这位记录员开始浑身发痒,病情加重后就请假回了老家,接着团队里陆续开始有人出现呕吐、头晕、皮肤溃烂的症状,只有这个X教授,一直安然无恙。

        X教授察觉到很可能是某项试剂感染了实验室,可是他却没有选择在第一时间内通知这些同事离开实验室,也没有清扫实验室。

        一个月后的某天,同事们在渐渐恶化,向着不可控制的方向发展,记录板的标题变成了“人体辐射承受极限及其变化观察”,他将一位位同事拖到观察室里,注射不同的辐射剂,却始终都找不到和最初那瓶一样效果的试剂。

        最初回家的那位记录员在外界咬了第一个人,三个月后,丧尸在世界爆发。

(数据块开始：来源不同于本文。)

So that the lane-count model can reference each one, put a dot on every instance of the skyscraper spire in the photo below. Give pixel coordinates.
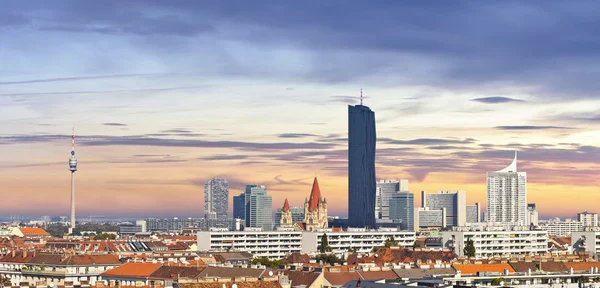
(361, 96)
(72, 168)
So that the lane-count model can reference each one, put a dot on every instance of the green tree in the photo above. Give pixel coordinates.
(324, 244)
(4, 281)
(469, 250)
(390, 242)
(416, 245)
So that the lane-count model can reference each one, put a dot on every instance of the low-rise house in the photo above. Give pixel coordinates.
(30, 233)
(131, 274)
(57, 269)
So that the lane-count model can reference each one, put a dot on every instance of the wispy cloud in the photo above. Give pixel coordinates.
(496, 100)
(529, 127)
(114, 124)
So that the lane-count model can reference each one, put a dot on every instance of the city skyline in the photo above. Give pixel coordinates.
(163, 104)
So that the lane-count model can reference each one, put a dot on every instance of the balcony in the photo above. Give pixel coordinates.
(43, 272)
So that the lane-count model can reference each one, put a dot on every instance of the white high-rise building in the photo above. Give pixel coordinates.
(455, 203)
(507, 195)
(588, 219)
(532, 215)
(384, 192)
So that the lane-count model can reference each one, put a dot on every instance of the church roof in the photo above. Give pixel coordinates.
(286, 206)
(315, 195)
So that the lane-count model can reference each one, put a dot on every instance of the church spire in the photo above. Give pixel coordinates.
(315, 195)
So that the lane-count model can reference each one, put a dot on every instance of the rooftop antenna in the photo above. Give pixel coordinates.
(360, 96)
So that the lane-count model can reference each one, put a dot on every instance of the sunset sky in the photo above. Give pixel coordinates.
(165, 95)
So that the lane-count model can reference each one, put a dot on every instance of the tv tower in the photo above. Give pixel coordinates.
(72, 168)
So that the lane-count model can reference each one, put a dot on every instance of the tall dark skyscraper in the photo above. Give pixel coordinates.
(361, 166)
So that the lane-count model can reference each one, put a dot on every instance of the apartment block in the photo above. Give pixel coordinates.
(497, 243)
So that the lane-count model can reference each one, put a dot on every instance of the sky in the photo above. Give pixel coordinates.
(165, 95)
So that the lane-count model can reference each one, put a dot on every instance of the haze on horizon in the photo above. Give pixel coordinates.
(165, 95)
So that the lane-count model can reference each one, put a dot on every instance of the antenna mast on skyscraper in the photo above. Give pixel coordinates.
(360, 96)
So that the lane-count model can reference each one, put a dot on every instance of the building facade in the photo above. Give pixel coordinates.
(532, 215)
(315, 209)
(507, 195)
(278, 244)
(216, 198)
(455, 203)
(588, 220)
(385, 190)
(402, 210)
(361, 166)
(259, 207)
(239, 206)
(474, 213)
(297, 214)
(427, 218)
(497, 243)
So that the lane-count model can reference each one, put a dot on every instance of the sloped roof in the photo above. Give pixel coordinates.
(254, 284)
(340, 278)
(297, 257)
(469, 269)
(212, 271)
(377, 275)
(301, 278)
(34, 232)
(535, 266)
(132, 269)
(580, 266)
(172, 272)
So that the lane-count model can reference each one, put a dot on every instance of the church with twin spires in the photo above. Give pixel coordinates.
(315, 212)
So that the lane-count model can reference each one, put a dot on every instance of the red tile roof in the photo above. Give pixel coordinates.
(340, 278)
(471, 269)
(34, 232)
(132, 269)
(377, 275)
(580, 266)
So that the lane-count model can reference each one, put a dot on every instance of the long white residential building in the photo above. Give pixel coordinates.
(497, 243)
(587, 241)
(278, 244)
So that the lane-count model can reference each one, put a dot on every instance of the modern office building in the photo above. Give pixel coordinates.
(489, 242)
(474, 213)
(278, 244)
(562, 228)
(586, 241)
(427, 218)
(455, 203)
(507, 195)
(239, 206)
(361, 166)
(402, 210)
(588, 220)
(216, 198)
(296, 212)
(532, 215)
(384, 191)
(259, 207)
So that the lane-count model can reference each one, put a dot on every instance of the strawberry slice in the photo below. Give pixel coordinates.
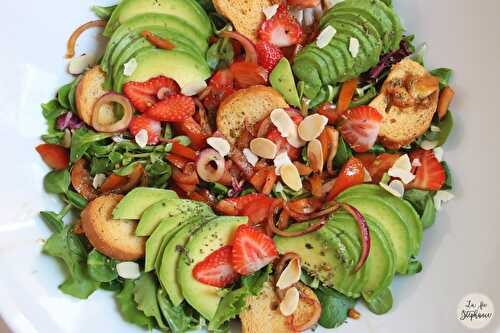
(247, 74)
(143, 95)
(268, 55)
(55, 156)
(173, 108)
(360, 127)
(282, 29)
(151, 126)
(252, 250)
(216, 269)
(430, 175)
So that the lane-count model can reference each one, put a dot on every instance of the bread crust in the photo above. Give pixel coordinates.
(248, 105)
(262, 314)
(113, 238)
(89, 90)
(401, 126)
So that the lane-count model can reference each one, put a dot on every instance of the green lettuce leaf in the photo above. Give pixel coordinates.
(69, 247)
(128, 307)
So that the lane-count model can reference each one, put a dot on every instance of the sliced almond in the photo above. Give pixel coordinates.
(220, 144)
(281, 119)
(264, 148)
(315, 155)
(290, 275)
(290, 302)
(311, 127)
(290, 176)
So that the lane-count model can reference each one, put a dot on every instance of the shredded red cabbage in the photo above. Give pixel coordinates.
(68, 120)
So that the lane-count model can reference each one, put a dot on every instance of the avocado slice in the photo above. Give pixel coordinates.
(179, 65)
(170, 208)
(322, 253)
(141, 22)
(281, 79)
(171, 254)
(208, 238)
(381, 258)
(186, 10)
(138, 200)
(390, 221)
(404, 209)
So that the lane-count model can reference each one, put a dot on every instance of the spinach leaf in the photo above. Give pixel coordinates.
(335, 307)
(448, 183)
(234, 302)
(81, 141)
(444, 76)
(145, 297)
(128, 307)
(381, 303)
(57, 182)
(344, 153)
(104, 13)
(101, 268)
(178, 317)
(220, 54)
(76, 200)
(68, 247)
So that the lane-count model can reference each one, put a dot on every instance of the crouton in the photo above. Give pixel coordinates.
(262, 314)
(247, 105)
(246, 16)
(407, 102)
(114, 238)
(89, 90)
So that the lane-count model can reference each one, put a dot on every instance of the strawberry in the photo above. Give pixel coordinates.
(151, 126)
(360, 127)
(430, 175)
(143, 95)
(248, 74)
(173, 108)
(252, 250)
(281, 30)
(216, 269)
(268, 55)
(55, 156)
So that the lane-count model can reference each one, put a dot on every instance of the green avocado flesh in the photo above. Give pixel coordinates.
(375, 25)
(138, 200)
(187, 10)
(211, 236)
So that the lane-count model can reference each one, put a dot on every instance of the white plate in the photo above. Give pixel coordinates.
(460, 253)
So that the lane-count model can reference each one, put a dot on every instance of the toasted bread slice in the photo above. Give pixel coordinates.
(114, 238)
(402, 125)
(246, 15)
(251, 105)
(88, 91)
(262, 314)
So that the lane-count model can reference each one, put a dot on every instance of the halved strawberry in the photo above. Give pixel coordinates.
(430, 175)
(151, 126)
(252, 250)
(55, 156)
(248, 74)
(360, 127)
(143, 95)
(173, 108)
(282, 29)
(268, 55)
(216, 269)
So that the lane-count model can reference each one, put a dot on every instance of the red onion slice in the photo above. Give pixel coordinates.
(204, 168)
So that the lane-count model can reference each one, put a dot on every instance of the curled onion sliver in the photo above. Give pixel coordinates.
(364, 232)
(248, 45)
(121, 124)
(204, 168)
(70, 51)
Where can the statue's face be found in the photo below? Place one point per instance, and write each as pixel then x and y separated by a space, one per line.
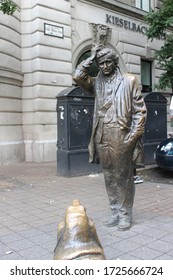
pixel 106 65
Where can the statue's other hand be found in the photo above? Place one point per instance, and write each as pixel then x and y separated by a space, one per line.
pixel 95 49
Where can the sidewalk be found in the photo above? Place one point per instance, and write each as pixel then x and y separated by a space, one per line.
pixel 33 200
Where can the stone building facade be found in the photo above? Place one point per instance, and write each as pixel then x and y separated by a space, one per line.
pixel 39 48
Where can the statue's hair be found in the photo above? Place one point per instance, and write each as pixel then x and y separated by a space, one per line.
pixel 109 53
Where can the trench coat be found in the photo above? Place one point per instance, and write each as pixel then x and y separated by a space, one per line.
pixel 129 107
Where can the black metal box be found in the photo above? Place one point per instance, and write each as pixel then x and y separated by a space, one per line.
pixel 156 124
pixel 74 126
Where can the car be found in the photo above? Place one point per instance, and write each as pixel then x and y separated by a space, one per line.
pixel 164 154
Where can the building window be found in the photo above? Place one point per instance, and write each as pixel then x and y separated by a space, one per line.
pixel 145 5
pixel 146 75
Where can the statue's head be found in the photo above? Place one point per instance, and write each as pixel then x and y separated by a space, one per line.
pixel 107 53
pixel 107 60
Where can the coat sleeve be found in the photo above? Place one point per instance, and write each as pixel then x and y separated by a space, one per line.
pixel 139 111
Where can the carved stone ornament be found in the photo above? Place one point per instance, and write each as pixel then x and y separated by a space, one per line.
pixel 101 34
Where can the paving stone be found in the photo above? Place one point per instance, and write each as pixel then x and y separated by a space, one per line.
pixel 31 210
pixel 145 253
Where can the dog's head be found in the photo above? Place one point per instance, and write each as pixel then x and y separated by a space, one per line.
pixel 77 236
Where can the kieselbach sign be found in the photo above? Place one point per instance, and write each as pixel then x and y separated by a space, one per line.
pixel 110 19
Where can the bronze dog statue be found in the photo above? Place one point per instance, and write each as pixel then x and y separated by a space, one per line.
pixel 77 236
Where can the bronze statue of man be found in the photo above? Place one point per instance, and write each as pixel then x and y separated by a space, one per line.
pixel 118 125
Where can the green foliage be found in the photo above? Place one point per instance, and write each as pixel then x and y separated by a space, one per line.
pixel 161 27
pixel 8 7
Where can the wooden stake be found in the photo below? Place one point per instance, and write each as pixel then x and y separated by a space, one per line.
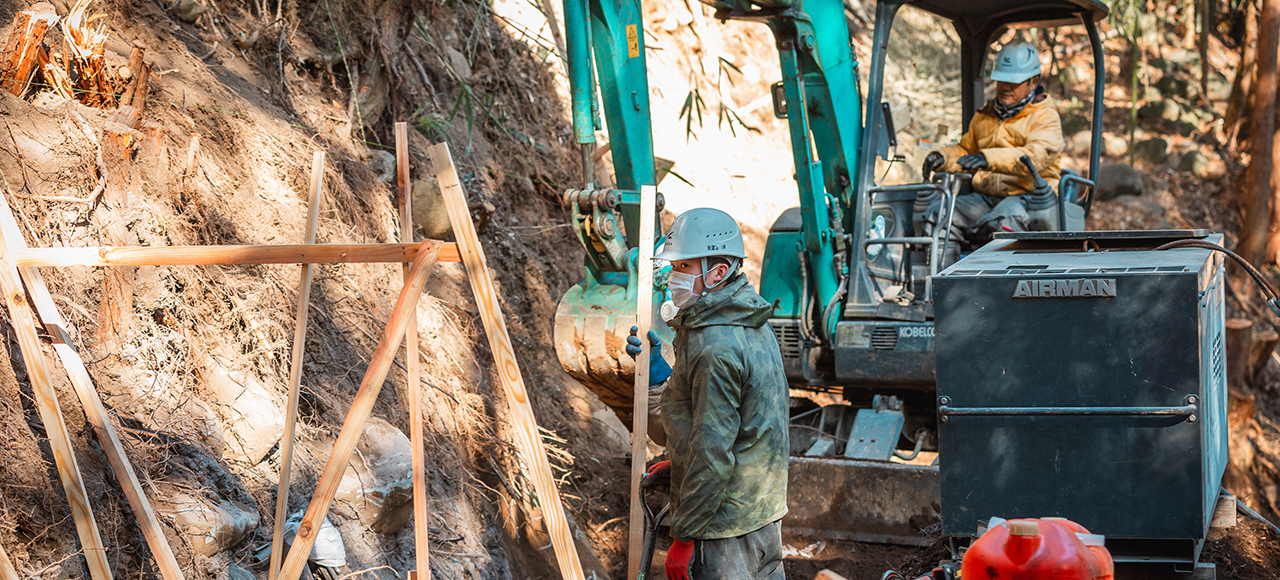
pixel 94 409
pixel 355 423
pixel 412 366
pixel 640 407
pixel 227 255
pixel 524 423
pixel 19 50
pixel 135 68
pixel 7 571
pixel 300 339
pixel 46 402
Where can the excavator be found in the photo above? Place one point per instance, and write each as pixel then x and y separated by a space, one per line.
pixel 850 270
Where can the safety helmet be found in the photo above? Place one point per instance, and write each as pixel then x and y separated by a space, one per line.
pixel 703 232
pixel 1015 63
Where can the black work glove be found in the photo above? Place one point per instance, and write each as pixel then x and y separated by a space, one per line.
pixel 932 163
pixel 973 161
pixel 658 368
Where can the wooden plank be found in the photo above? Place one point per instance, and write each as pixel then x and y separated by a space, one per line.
pixel 7 570
pixel 46 402
pixel 225 255
pixel 355 423
pixel 524 423
pixel 300 341
pixel 412 366
pixel 92 405
pixel 640 406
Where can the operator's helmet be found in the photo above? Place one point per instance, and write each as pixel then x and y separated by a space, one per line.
pixel 703 232
pixel 1015 63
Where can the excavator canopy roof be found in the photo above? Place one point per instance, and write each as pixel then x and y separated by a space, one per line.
pixel 977 14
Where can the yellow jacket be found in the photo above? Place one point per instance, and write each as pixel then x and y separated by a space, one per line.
pixel 1036 131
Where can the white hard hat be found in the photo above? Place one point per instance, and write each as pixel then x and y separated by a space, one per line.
pixel 1015 63
pixel 703 232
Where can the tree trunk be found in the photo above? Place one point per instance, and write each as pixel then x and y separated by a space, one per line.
pixel 1244 73
pixel 1257 193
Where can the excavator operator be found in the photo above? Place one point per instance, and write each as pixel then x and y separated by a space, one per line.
pixel 723 409
pixel 1020 120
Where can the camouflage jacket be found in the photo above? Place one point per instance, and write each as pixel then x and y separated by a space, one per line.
pixel 725 411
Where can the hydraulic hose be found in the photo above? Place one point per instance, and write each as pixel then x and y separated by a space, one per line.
pixel 1267 291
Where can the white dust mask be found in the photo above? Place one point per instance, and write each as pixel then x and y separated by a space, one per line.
pixel 682 288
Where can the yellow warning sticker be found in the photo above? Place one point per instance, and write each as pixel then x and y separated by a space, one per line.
pixel 632 42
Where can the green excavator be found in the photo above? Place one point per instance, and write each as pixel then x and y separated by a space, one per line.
pixel 849 272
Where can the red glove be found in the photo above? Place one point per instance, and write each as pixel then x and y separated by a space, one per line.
pixel 677 560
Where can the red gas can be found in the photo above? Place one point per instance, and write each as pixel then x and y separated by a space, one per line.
pixel 1050 548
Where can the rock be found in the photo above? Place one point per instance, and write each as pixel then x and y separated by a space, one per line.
pixel 1165 109
pixel 210 528
pixel 1219 86
pixel 429 210
pixel 1072 74
pixel 379 478
pixel 236 572
pixel 458 62
pixel 1170 85
pixel 1078 145
pixel 188 10
pixel 1196 163
pixel 1118 179
pixel 1153 150
pixel 1114 146
pixel 1074 123
pixel 383 163
pixel 252 419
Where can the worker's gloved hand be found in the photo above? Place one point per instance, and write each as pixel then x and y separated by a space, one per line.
pixel 677 560
pixel 658 368
pixel 932 163
pixel 973 161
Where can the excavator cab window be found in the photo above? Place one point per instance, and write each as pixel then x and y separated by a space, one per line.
pixel 920 95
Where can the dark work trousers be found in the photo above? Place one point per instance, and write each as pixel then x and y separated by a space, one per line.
pixel 755 556
pixel 978 215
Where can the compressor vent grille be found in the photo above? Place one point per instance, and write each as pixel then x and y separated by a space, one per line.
pixel 1217 356
pixel 885 338
pixel 790 339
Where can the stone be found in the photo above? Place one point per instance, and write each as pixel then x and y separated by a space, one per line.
pixel 458 62
pixel 429 210
pixel 1153 150
pixel 1074 123
pixel 210 528
pixel 236 572
pixel 1078 145
pixel 1194 163
pixel 252 420
pixel 1118 179
pixel 383 163
pixel 1114 146
pixel 1171 85
pixel 1072 74
pixel 379 479
pixel 1219 86
pixel 1164 109
pixel 188 10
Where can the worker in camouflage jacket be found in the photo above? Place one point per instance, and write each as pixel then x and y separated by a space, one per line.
pixel 723 410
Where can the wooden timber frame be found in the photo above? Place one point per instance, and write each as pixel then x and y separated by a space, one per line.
pixel 524 424
pixel 16 256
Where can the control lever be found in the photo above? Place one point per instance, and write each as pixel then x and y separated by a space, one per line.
pixel 1040 183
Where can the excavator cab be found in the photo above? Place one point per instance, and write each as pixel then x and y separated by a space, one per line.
pixel 849 272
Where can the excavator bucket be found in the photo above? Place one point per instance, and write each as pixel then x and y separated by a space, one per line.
pixel 592 327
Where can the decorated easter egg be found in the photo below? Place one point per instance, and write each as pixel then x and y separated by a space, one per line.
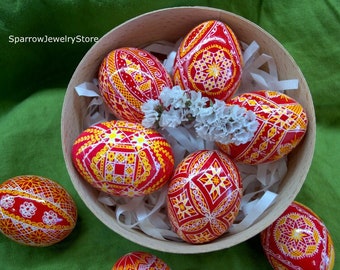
pixel 209 60
pixel 204 196
pixel 282 125
pixel 128 77
pixel 139 260
pixel 36 211
pixel 298 239
pixel 123 158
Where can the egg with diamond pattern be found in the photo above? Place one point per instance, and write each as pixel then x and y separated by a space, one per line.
pixel 128 77
pixel 122 158
pixel 36 211
pixel 298 239
pixel 204 196
pixel 209 60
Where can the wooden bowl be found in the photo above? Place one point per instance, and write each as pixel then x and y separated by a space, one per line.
pixel 171 24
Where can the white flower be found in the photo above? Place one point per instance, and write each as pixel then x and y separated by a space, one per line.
pixel 171 118
pixel 174 97
pixel 217 122
pixel 197 102
pixel 226 124
pixel 151 113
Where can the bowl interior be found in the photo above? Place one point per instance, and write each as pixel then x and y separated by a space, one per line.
pixel 171 24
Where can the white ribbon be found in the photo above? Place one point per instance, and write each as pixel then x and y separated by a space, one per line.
pixel 255 78
pixel 96 111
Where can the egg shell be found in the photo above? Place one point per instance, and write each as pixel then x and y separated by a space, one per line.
pixel 128 77
pixel 123 158
pixel 139 260
pixel 204 196
pixel 209 60
pixel 282 125
pixel 36 211
pixel 298 239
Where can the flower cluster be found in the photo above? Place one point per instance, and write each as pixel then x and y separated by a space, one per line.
pixel 212 120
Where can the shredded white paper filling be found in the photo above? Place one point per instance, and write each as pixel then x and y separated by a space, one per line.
pixel 260 182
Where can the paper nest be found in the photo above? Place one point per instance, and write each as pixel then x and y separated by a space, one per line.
pixel 260 182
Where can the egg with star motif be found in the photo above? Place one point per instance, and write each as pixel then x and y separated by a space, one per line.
pixel 139 260
pixel 204 196
pixel 127 78
pixel 36 211
pixel 209 60
pixel 123 158
pixel 282 125
pixel 298 239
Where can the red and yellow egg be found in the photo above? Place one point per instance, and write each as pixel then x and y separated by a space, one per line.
pixel 204 196
pixel 36 211
pixel 123 158
pixel 128 77
pixel 209 60
pixel 282 125
pixel 298 239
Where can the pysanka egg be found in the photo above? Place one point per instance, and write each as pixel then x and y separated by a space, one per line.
pixel 139 260
pixel 36 211
pixel 282 125
pixel 128 77
pixel 209 60
pixel 204 196
pixel 298 239
pixel 123 158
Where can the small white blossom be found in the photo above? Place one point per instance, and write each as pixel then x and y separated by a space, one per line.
pixel 151 114
pixel 174 97
pixel 170 118
pixel 197 102
pixel 215 121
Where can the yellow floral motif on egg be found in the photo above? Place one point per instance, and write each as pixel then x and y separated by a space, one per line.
pixel 134 160
pixel 296 236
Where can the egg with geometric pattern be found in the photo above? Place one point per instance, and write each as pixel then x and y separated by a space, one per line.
pixel 204 196
pixel 36 211
pixel 122 158
pixel 298 239
pixel 209 60
pixel 127 78
pixel 282 125
pixel 139 260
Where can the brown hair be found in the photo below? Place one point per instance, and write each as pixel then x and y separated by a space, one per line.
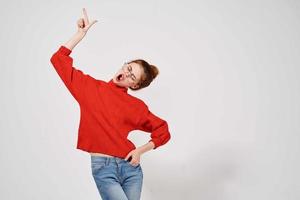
pixel 150 72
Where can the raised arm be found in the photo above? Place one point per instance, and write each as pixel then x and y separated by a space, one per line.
pixel 74 79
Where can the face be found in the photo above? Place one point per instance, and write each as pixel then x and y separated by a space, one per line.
pixel 129 75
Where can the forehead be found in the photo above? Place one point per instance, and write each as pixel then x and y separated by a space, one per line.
pixel 136 69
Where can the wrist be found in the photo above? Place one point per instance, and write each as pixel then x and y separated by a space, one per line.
pixel 80 34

        研究所里最后一个感染者也在观察室中倒下,他开始将对象转移到外界上。

        言霜霜翻到最后一页,时间停在三年前。

        “实验对象:。实验结果:失败。”

        这教授这么狠心,连自己都试?

        不对,言霜霜回翻前面几页。

        字迹不对。

        不过这是任务之外的线索,她看了下时间,凌晨两点,从她逃出来到现在过去了一个半小时。留给她善后的时间不多了。